Wednesday, 8 August 2012

UOOO -- the Union of Overpromoted Ovary Owners.

One does have to wonder how this all came about, but it survives to this day and even exists to such a degree that it is now taken for granted by the new generation of female "I am soooo sensitive" journalists.

Whhaaaaaaaa!!!!! No one is as good as ME..

Notes From A Tabloid Newsroom

Like many journalism students at Melbourne universities, I participated in an internship as a part of my degree. Like a few journalism students at Melbourne universities, I had a pretty horrific time. The corporation I visited for two weeks was a widely read newspaper that shall be henceforth referred to as The Hun. The internship was supposed to reveal the inner workings of my chosen profession and to inspire me in my future career path. If this is the case, I may as well kiss my journalism career goodbye.

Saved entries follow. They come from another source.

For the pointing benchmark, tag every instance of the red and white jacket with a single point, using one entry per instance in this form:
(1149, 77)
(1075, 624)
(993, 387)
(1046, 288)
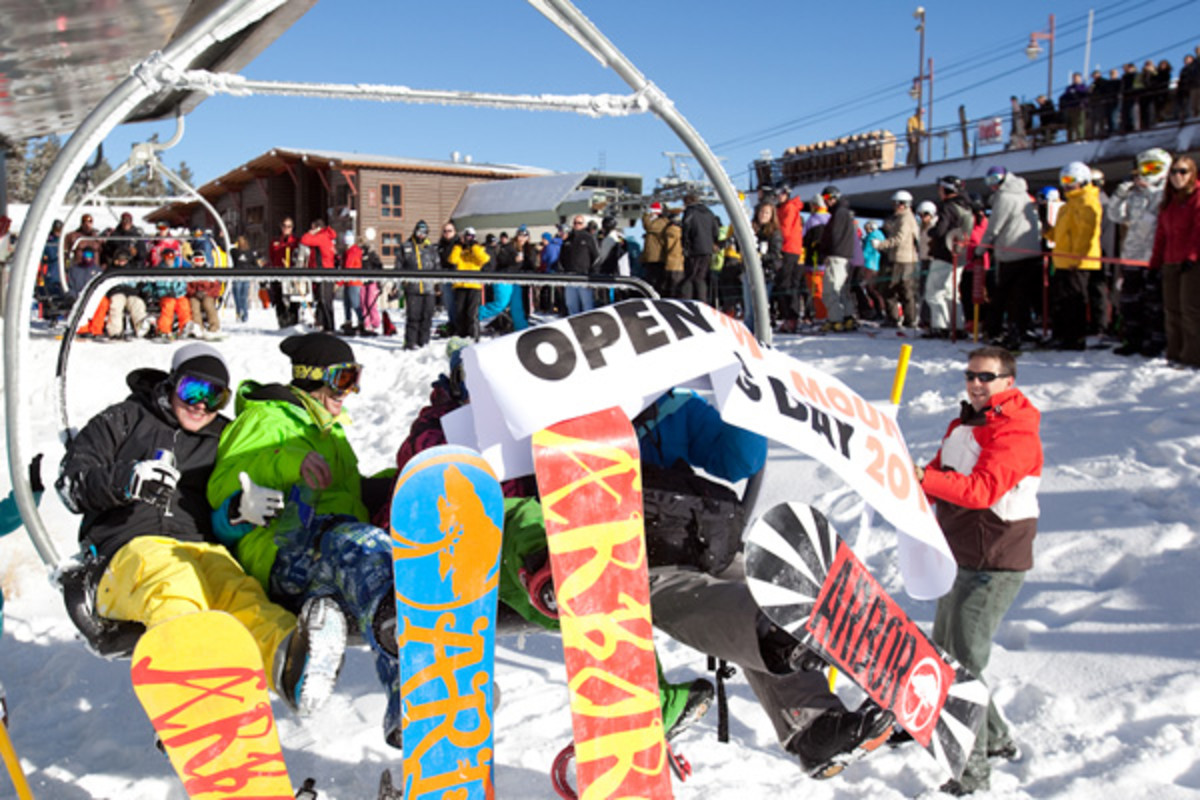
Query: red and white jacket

Not only have females been given a free ride via education, health care and unlimited government funding and additional privileges, they now demand it to be automatically enhanced whenever they are in the presence of lesser beings. So far up has that pedestal risen, they even have a problems recognising it. But never mind, they can still moan, bitch and whine whenever everything is not according to their own delusional interpretation or even what they learnt in those PC university halls that now guarantee to corrupt your thinking, totally indoctrinate all into believing that they are really special.

Anyway, there she was having to deal with those bloody human beings, the bastards. They behaved differently to what she was told on the inside, they were supposed as delusional PC, as she is.

A Melbourne University journalism student spends a few days in an actual newspaper office:
Throughout the week, I was consistently subjected to patronising attitudes, being referred to as ‘Little Bud’, ‘Champ’ and ‘Kidlet.’ Men were also continuously and unnecessarily sexist, waiting for me to walk through doors and leave the elevator before them.
It gets better. Read on to learn of the student’s horror at being asked to write a piece about pigs being used to test breast augmentation.

And there is ofcourse ever more -

 Babbling Betty Holds Her Nose

WHEN Silly editrix Amanda Wilson was shown the door some weeks ago, hope soared that the newspaper’s in-house chapter of UOOO -- the Union of Overpromoted Ovary Owners -- would shed a memberette or two. Surely, it could only be the bonds of sisterhood that had sustained the thick ranks of giddy gals at Fairfax World HQ, for how else to explain the likes of blonde economics writer Jessica Irvine, cut-and-paster A Dill Horin and the mystery of pretentious incoherence that is Betty Farrelly? Alas, several weeks have passed and each member of the trio continues to give womankind’s intelligence a bad name, Farrelly yesterday breaking fresh ground in the quest to write the most obnoxious and patronising drivel about those not blessed to reside, as does she, in the inner city. Her opportunity to do so arises from the NSW government’s decision to make some changes to the way it operates its archives.